Last week, JA Solar, a major Chinese manufacturer of high-performance solar power products, revealed it had secured a US$89.84 million (RMB250 million) credit facility from state-owned lender Bank of Communications under a central government program to support solar enterprises.
Just a couple of years ago this type of financial support would have been rolled out across the sector. Other market players, regardless of their performance, would have expected similar treatment.
This time around, the industry as a whole won’t be so lucky.
Beijing’s plan specifically excludes low-end firms that piled into solar when the industry was booming and failed to invest in either a brand or technological expertise. These firms will now be left to die.
This approach marks a departure from previous industry bailouts in which credit, land and other favorable policies were directed at sustaining all players in order to inflate economic numbers and preserve jobs. As the new national leadership under President Xi Jinping continues to make noises about industrial rebalancing to secure long-term growth, a new dawn is approaching the domestic solar industry.
To be sure, broader measures are also being enacted and the restructuring won’t be instant. The decision to raise the installed solar power capacity target for the 2011-2015 period to 41 gigawatts (GW) from 35 GW as set in July 2012 will benefit most solar panel makers by running down their existing stock.
Nevertheless Beijing appears serious about weeding out lagging companies with no viable future. A new testing and certification regime is being created to identify solar manufacturers that do not deserve state support, Edwin Lee, a Beijing-based lawyer with Chadbourne & Park, said in a July report.
Introducing consolidation and a dose of market reality to an industry the government hopes China will become a world leader in has been discussed by policymakers for some time. Late last year Li Junfeng, a director general for energy and climate policy at the National Development and Reform Commission, came out publicly to say that the majority of solar companies must die to let a minority survive.

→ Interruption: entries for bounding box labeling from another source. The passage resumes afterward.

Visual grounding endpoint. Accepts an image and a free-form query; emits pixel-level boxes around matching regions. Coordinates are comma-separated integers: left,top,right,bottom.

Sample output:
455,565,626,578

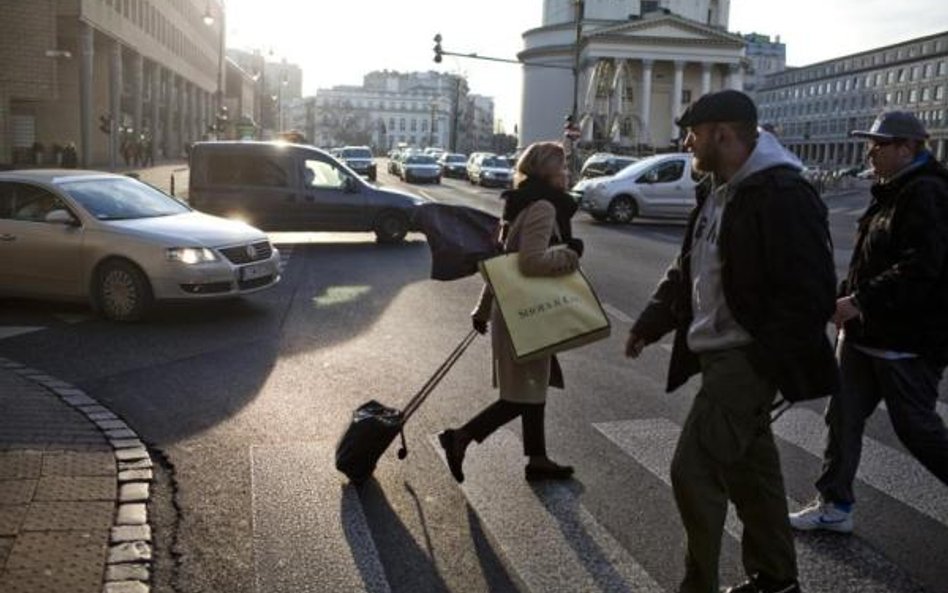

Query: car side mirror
44,209,79,226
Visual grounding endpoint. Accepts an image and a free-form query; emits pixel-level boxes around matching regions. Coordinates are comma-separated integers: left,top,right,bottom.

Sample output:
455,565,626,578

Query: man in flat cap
790,111,948,533
626,90,839,593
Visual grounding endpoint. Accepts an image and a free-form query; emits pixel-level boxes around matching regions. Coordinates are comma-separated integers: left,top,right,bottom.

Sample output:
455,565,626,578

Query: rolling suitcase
336,330,477,484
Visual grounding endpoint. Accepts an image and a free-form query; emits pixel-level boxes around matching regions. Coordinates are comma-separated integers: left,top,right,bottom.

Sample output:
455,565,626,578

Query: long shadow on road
0,241,429,445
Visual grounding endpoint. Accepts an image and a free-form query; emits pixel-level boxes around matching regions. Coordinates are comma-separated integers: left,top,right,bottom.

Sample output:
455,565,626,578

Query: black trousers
461,399,546,456
816,342,948,503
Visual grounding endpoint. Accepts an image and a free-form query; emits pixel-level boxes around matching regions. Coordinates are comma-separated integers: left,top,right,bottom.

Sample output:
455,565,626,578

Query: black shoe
721,575,800,593
524,461,573,482
438,429,467,484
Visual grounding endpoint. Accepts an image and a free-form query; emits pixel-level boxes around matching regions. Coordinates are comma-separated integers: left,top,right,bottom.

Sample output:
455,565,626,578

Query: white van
574,152,700,224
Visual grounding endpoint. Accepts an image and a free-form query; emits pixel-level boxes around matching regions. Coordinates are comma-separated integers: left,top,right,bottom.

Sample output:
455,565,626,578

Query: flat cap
675,90,757,128
849,111,928,140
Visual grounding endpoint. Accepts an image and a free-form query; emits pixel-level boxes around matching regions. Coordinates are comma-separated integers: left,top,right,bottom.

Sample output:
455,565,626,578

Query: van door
635,158,695,217
201,145,300,231
298,152,371,232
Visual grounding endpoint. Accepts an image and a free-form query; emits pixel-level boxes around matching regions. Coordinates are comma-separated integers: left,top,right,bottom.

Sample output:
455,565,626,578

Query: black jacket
632,167,839,401
840,156,948,365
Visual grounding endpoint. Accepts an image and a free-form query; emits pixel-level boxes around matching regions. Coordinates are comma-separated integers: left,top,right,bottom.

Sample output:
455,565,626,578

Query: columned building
0,0,224,166
518,0,749,151
757,32,948,166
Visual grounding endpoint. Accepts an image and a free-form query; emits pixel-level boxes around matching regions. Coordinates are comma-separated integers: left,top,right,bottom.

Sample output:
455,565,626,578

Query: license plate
240,264,271,280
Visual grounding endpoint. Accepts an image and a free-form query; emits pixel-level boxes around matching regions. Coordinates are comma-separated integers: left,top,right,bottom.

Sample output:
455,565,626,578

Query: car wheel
608,196,638,224
375,212,408,243
93,260,153,321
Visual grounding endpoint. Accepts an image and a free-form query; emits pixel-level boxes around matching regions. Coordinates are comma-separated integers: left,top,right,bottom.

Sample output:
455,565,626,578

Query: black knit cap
675,89,757,128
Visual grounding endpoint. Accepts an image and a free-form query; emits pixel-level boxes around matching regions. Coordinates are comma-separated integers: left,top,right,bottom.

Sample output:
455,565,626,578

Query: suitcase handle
402,329,478,426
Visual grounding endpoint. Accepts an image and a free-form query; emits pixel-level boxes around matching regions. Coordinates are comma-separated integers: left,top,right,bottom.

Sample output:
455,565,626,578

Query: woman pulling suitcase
438,142,583,482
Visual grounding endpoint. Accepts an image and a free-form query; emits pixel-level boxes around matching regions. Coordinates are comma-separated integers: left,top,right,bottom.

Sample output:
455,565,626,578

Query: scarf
501,177,579,242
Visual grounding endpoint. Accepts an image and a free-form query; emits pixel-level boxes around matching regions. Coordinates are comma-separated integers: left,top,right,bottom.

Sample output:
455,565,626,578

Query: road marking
430,429,664,593
0,325,46,340
773,408,948,526
602,302,635,325
250,443,391,593
593,418,921,593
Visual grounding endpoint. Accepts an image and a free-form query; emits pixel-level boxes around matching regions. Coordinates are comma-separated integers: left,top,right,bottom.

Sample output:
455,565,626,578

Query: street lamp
202,0,226,134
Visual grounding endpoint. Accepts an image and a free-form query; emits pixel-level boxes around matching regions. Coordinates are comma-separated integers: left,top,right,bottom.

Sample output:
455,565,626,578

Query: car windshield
342,148,372,159
59,178,190,220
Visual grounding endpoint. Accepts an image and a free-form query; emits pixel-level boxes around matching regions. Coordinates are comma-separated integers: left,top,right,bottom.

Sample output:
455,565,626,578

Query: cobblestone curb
0,358,154,593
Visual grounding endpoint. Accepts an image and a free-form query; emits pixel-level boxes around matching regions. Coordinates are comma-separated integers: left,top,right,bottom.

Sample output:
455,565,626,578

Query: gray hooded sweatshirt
688,130,803,352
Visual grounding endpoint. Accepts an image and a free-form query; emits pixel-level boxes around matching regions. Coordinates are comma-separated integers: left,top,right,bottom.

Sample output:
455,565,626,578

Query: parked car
398,154,441,183
579,152,638,179
188,142,425,243
0,169,280,321
339,146,377,181
468,154,513,187
465,152,494,183
579,153,696,223
438,152,467,179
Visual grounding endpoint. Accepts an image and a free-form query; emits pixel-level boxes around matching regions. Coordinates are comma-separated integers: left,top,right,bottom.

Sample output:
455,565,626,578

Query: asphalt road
0,165,948,593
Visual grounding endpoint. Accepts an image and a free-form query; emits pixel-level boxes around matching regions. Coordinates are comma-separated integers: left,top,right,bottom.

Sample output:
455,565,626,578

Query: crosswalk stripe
774,408,948,526
431,429,664,593
250,443,391,593
593,418,919,593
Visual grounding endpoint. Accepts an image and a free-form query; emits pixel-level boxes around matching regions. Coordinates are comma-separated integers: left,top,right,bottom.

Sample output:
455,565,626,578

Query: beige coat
472,200,579,404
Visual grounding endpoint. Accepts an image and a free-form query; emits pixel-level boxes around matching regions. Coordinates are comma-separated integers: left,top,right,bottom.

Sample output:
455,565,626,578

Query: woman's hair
514,142,566,187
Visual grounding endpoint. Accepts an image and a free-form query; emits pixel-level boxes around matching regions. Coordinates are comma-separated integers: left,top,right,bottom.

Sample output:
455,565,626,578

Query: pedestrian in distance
626,90,839,593
438,142,583,482
790,111,948,533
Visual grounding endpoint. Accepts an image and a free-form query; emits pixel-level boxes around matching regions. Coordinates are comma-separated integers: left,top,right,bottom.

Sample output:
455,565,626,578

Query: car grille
218,241,273,264
237,274,273,290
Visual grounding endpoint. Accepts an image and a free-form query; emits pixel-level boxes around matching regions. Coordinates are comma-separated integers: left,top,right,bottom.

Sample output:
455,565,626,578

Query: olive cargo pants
671,348,797,593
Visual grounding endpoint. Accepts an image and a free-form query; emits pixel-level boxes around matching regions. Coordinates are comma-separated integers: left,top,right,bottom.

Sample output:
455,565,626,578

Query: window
303,159,347,189
207,152,291,187
635,160,685,183
0,183,68,222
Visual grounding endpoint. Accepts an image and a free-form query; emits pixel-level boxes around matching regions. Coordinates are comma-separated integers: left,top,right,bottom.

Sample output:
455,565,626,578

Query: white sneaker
790,501,853,533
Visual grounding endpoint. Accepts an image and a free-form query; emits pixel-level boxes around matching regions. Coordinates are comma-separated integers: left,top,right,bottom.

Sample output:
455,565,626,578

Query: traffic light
434,33,444,64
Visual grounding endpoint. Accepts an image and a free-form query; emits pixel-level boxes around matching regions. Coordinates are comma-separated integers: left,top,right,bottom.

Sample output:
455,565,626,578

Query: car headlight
167,247,217,264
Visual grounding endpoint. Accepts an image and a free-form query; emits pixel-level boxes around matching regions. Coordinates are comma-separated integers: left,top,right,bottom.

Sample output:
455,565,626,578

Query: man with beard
626,90,839,593
790,111,948,533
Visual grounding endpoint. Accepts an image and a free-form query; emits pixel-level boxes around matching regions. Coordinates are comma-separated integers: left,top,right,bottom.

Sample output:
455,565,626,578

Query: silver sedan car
0,170,280,321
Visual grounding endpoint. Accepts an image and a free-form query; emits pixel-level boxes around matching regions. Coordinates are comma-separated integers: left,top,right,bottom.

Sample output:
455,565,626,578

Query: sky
225,0,948,133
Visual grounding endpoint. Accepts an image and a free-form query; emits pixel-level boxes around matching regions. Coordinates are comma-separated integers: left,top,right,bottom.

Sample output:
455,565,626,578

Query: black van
188,142,425,243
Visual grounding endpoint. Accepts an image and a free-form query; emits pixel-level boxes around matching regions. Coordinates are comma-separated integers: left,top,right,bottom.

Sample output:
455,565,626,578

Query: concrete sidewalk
0,358,152,593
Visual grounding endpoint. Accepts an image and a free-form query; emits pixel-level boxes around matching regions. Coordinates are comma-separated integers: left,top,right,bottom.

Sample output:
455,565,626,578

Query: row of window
777,109,948,138
774,38,948,84
762,60,948,101
760,85,945,119
102,0,220,80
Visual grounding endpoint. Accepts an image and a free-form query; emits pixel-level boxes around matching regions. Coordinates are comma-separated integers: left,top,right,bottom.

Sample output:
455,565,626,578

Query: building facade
758,32,948,166
744,33,787,99
0,0,224,166
518,0,749,150
304,71,482,152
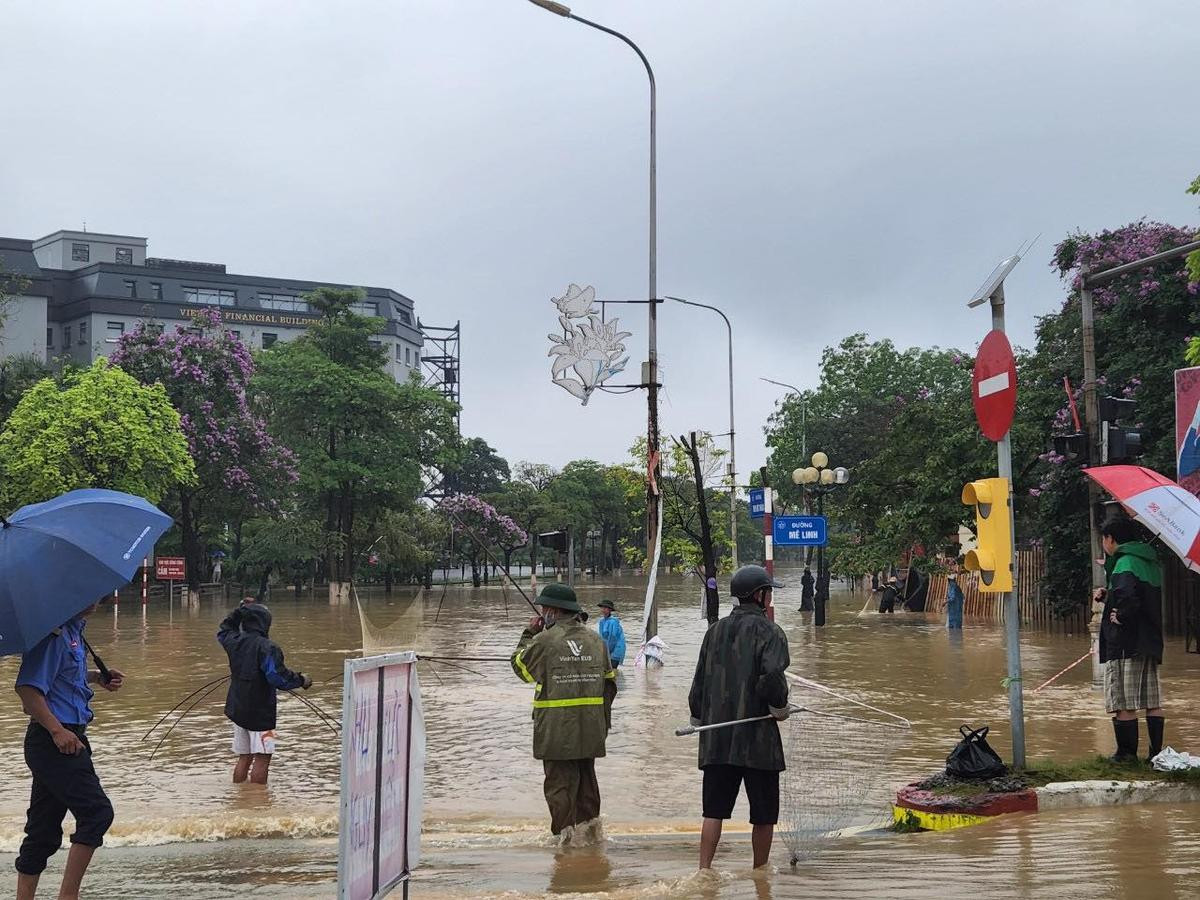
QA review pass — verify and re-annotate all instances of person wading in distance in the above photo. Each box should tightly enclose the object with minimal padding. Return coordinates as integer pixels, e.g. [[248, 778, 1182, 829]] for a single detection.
[[217, 596, 312, 785]]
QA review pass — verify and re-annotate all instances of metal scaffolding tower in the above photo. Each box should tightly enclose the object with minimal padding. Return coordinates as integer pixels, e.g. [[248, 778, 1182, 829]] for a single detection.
[[416, 319, 462, 503]]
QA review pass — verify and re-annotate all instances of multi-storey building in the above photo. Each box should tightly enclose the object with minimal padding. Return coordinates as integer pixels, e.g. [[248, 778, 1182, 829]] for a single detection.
[[0, 230, 422, 380]]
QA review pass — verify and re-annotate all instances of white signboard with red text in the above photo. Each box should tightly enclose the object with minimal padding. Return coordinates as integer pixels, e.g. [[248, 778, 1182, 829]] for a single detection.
[[337, 652, 425, 900]]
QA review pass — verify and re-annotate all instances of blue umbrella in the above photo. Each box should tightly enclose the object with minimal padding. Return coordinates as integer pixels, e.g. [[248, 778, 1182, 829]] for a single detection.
[[0, 490, 172, 656]]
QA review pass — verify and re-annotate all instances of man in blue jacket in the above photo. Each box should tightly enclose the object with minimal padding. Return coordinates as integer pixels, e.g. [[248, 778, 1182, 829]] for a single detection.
[[217, 598, 312, 785], [596, 600, 625, 668], [16, 605, 125, 900]]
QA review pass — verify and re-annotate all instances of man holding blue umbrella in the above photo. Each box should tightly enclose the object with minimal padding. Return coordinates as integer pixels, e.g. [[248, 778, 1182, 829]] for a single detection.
[[0, 488, 172, 900], [16, 604, 125, 900]]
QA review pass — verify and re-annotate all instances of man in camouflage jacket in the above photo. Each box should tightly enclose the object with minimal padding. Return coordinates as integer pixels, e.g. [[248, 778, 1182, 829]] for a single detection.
[[512, 584, 617, 834]]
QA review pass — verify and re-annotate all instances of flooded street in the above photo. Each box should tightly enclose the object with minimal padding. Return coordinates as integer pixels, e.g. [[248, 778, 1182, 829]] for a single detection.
[[0, 574, 1200, 898]]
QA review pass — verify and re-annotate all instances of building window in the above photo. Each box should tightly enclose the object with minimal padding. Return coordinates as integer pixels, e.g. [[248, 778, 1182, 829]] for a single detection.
[[258, 294, 308, 312], [184, 287, 238, 306]]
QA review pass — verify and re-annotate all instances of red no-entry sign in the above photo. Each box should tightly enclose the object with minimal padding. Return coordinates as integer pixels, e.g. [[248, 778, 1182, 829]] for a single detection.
[[971, 331, 1016, 440]]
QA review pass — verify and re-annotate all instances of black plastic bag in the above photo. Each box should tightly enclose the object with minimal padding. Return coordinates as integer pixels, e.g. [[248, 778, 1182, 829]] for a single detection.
[[946, 725, 1008, 781]]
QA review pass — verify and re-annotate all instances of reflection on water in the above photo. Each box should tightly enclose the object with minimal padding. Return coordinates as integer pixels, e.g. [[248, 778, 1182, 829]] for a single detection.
[[0, 578, 1200, 898]]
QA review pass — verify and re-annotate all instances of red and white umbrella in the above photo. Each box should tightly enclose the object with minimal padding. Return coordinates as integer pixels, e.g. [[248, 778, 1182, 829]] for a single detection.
[[1084, 466, 1200, 571]]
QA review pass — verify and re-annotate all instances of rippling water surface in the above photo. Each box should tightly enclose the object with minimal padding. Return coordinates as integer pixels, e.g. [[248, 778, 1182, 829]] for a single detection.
[[0, 577, 1200, 898]]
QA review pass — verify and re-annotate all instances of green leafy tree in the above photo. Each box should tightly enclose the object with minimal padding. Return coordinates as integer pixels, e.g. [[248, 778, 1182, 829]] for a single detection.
[[449, 438, 510, 494], [110, 310, 296, 600], [236, 506, 324, 600], [0, 360, 196, 509], [253, 288, 456, 583], [767, 334, 998, 571], [0, 354, 50, 427], [1019, 222, 1200, 612]]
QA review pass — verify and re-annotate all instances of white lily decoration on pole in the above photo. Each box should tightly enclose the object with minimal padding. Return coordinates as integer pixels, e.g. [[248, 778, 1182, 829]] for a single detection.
[[546, 284, 632, 406]]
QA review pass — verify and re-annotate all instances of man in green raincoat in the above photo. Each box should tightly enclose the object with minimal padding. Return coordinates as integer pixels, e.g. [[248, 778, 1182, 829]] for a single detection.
[[512, 584, 617, 834]]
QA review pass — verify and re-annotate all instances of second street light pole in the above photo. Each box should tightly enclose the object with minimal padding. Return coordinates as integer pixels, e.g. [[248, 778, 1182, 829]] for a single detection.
[[666, 296, 738, 569], [529, 0, 662, 641]]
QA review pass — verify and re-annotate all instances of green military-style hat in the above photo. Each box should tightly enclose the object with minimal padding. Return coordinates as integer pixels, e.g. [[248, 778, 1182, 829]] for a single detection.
[[538, 582, 583, 612]]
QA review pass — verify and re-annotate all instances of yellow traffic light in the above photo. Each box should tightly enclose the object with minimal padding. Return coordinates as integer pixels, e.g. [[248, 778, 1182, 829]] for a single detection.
[[962, 478, 1013, 594]]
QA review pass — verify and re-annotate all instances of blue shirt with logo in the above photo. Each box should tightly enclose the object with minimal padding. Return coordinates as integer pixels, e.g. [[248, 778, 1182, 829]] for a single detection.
[[17, 618, 94, 725]]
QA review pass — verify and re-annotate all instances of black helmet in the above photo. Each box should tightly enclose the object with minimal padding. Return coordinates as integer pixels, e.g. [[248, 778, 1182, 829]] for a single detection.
[[730, 565, 784, 600]]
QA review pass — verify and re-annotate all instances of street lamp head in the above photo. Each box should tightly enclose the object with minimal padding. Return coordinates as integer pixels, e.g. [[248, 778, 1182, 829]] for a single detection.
[[529, 0, 571, 16]]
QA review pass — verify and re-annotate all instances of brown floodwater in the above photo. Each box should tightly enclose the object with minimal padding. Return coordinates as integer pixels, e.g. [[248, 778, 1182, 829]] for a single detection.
[[0, 566, 1200, 898]]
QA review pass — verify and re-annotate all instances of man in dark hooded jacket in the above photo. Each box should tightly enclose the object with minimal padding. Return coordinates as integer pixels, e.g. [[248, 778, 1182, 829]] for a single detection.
[[688, 565, 791, 869], [1096, 516, 1165, 762], [217, 598, 312, 785]]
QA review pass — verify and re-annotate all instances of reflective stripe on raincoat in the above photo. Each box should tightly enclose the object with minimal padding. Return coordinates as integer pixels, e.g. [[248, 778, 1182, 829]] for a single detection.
[[512, 620, 617, 760]]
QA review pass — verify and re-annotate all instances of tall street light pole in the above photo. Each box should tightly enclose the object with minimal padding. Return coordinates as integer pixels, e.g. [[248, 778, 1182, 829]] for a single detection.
[[529, 0, 662, 641], [666, 296, 738, 569]]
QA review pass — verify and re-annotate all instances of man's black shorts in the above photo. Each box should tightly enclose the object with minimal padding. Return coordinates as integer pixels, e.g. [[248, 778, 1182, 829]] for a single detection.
[[704, 764, 779, 824]]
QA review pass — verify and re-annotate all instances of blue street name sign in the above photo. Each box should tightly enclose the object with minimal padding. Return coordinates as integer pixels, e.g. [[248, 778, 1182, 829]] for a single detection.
[[774, 516, 828, 547], [750, 487, 767, 518]]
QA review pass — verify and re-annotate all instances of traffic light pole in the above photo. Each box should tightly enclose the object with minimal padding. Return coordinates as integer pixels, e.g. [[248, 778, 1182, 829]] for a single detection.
[[989, 282, 1025, 769], [1079, 266, 1105, 686]]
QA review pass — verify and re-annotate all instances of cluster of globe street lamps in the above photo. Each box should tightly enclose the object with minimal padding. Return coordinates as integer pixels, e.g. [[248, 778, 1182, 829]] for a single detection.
[[792, 450, 850, 626]]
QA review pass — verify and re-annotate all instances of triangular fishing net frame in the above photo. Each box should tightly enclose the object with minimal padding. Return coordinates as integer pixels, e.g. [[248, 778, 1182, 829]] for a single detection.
[[776, 672, 912, 865], [350, 584, 425, 656]]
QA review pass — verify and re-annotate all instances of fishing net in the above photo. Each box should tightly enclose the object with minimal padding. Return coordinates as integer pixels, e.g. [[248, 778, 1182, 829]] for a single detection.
[[776, 674, 912, 865], [354, 588, 425, 656]]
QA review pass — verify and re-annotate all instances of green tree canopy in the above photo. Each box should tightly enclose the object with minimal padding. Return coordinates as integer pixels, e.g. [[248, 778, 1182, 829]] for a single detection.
[[253, 288, 456, 582], [0, 360, 196, 509]]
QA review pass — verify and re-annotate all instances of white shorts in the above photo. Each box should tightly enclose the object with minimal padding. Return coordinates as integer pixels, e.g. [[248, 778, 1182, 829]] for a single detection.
[[233, 725, 275, 756]]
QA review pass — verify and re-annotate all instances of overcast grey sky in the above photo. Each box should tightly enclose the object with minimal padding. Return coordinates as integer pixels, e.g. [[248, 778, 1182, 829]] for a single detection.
[[0, 0, 1200, 473]]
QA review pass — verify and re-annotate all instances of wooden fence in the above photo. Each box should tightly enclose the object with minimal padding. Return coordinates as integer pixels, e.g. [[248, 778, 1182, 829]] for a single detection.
[[926, 550, 1200, 653], [925, 548, 1087, 635]]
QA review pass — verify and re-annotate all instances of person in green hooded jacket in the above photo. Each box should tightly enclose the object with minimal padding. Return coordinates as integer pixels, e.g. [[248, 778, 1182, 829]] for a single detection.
[[511, 584, 617, 834], [1096, 517, 1165, 762]]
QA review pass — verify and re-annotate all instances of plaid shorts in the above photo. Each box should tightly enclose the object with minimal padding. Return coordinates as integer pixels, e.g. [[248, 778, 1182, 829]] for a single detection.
[[1104, 656, 1163, 713]]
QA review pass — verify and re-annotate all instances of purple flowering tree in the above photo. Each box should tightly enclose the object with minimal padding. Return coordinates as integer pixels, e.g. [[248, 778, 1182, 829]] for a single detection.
[[110, 310, 296, 600], [438, 493, 529, 588], [1014, 221, 1200, 613]]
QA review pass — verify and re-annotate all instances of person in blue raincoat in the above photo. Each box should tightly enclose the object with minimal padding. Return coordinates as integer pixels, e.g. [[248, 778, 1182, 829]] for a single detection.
[[946, 572, 964, 629], [596, 600, 625, 668]]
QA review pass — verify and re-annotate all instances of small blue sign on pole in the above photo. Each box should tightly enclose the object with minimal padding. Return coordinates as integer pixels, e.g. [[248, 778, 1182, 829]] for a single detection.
[[774, 516, 829, 547], [750, 487, 767, 518]]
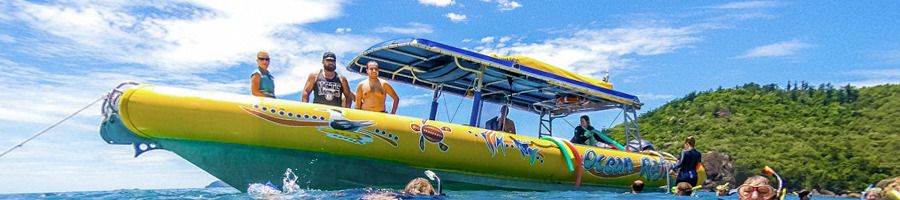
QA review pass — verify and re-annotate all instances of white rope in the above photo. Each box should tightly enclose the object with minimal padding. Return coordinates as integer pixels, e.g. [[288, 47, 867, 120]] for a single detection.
[[0, 95, 107, 158]]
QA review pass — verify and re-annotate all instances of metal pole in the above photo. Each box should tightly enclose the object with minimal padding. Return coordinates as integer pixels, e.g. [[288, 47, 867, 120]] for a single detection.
[[428, 85, 442, 120]]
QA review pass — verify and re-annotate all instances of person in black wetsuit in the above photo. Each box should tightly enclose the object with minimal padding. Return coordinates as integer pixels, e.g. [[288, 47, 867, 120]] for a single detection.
[[569, 115, 594, 144], [569, 115, 612, 146], [670, 136, 700, 186]]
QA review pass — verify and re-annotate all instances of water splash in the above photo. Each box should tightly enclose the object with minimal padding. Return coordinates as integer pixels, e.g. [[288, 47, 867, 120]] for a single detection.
[[247, 168, 309, 199], [281, 168, 300, 193]]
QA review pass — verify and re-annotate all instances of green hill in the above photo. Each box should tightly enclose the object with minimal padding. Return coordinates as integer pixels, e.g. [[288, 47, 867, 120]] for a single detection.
[[614, 83, 900, 192]]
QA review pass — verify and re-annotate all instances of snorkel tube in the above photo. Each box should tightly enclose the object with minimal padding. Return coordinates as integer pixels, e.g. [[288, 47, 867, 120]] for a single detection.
[[763, 165, 787, 200], [425, 170, 444, 196]]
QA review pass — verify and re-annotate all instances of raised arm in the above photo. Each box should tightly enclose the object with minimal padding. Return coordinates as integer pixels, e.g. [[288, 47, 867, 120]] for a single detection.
[[300, 72, 316, 103], [353, 81, 364, 109], [341, 76, 356, 108], [381, 83, 400, 114], [672, 151, 687, 172]]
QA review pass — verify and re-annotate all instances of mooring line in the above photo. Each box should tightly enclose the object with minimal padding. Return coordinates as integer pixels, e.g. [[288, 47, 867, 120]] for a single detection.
[[0, 95, 107, 158]]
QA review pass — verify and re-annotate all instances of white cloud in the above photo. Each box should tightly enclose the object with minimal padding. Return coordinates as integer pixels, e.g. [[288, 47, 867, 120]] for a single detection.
[[1, 0, 379, 95], [878, 50, 900, 64], [711, 1, 781, 9], [334, 28, 353, 34], [0, 33, 16, 43], [397, 93, 433, 108], [473, 27, 702, 77], [845, 69, 900, 87], [480, 36, 494, 44], [636, 93, 675, 101], [737, 40, 812, 58], [444, 13, 468, 23], [497, 0, 522, 11], [419, 0, 456, 7], [9, 0, 341, 70], [375, 22, 434, 35]]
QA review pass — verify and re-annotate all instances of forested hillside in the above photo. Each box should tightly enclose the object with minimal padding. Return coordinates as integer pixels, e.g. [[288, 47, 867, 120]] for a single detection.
[[614, 82, 900, 192]]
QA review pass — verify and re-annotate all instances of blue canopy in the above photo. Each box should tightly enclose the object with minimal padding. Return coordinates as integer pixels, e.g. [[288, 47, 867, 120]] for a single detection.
[[347, 38, 641, 115]]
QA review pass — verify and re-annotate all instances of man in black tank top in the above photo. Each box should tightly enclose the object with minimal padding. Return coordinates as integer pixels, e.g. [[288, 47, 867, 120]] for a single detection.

Another new reality facing makers of panels and other components in the solar supply chain is the changing relationship with their largest international markets.
In late July the European Union, in an embarrassing climbdown, decided to hold back from slapping dumping duties on Chinese solar product exports to the 27 member-nation bloc. This was hailed as a major victory for China as Europe is the largest market for its solar products.
Manufacturers were already suffering after the United States imposed tariffs of up to 15.97% on Chinese solar cell exports last October.
Still, the EU decision has limited positive upside. Brussels and Beijing agreed on a minimum price of US$0.74 for China-made solar panels, meaning that the price advantage between Chinese and European manufacturers’ selling prices will narrow substantially, Olivia Boyd, a Beijing-based energy analyst with IHS Global Insights, said in a July 29 note.
Tougher trade with customers who once placed huge orders for their wares will force Chinese companies to focus more on emerging growth markets in South America, Africa and Asia. According to IHS Energy, Japan last year surpassed Germany to become the world’s biggest solar market by value at around US$20 billion as it looks to diversify away from nuclear power.
Nevertheless growth in emerging solar markets remains too small to offset the decline in the US and Europe – a trend that pushed Chinese producers into this problem in the first place. At home, reluctance from power producers to touch solar because of still high production costs will slow the pace of new domestic solar installations.
Capping this all off is the fact that China produces more solar panels than the world can consume. No amount of government spending or diplomatic jousting can gloss over this.
As a new dawn breaks over the Chinese solar industry, many companies will find themselves out of the game, while the fortunate few get shunted onto the track for a healthy recovery.